Mechanical characterization of brain tissue in tension at dynamic strain rates

TL;DR

This study developed a high rate tension device to measure brain tissue's dynamic tensile properties at strain rates up to 90/s, providing data crucial for improving brain injury models.

Contribution

The paper introduces a novel high rate tension device and provides experimental data on brain tissue's tensile behavior at dynamic strain rates, which was previously limited.

Findings

Brain tissue becomes stiffer with increasing strain rates.

Tensile stress at 30% strain increases with strain rate.

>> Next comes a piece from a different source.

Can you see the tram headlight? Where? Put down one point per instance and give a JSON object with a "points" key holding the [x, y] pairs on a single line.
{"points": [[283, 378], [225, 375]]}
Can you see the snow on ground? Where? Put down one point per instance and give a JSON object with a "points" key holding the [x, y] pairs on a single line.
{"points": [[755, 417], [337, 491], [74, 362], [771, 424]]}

Material parameters for hyperelastic models were derived.

Abstract

Mechanical characterization of brain tissue at high loading velocities is crucial for modeling Traumatic Brain Injury (TBI). During severe impact conditions, brain tissue experiences compression, tension and shear. Limited experimental data is available for brain tissue in extension at dynamic strain rates. In this research, a High Rate Tension Device (HRTD) was developed to obtain dynamic properties of brain tissue in extension at strain rates of < 90/s. In vitro tensile tests were performed to obtain properties of brain tissue at strain rates of 30, 60 and 90/s up to 30% strain. The brain tissue showed a stiffer response with increasing strain rates, showing that hyperelastic models are not adequate. Specifically, the tensile engineering stress at 30% strain was 3.1 +/- 0.49 kPa, 4.3 +/- 0.86 kPa, 6.5 +/- 0.76 kPa (mean +/- SD) at strain rates of 30, 60 and 90/s, respectively. Force relaxation tests in tension were also conducted at different strain magnitudes (10-60% strain) with the average rise time of 24 ms, which were used to derive time dependent parameters. One-term Ogden, Fung and Gent models were used to obtain material parameters from the experimental data. Numerical simulations were performed using a one-term Ogden model to analyze hyperelastic behavior of brain tissue up to 30% strain. The material parameters obtained in this study will help to develop biofidelic human brain finite element models, which can subsequently be used to predict brain injuries under impact conditions and as a reconstruction and simulation tool for forensic investigations.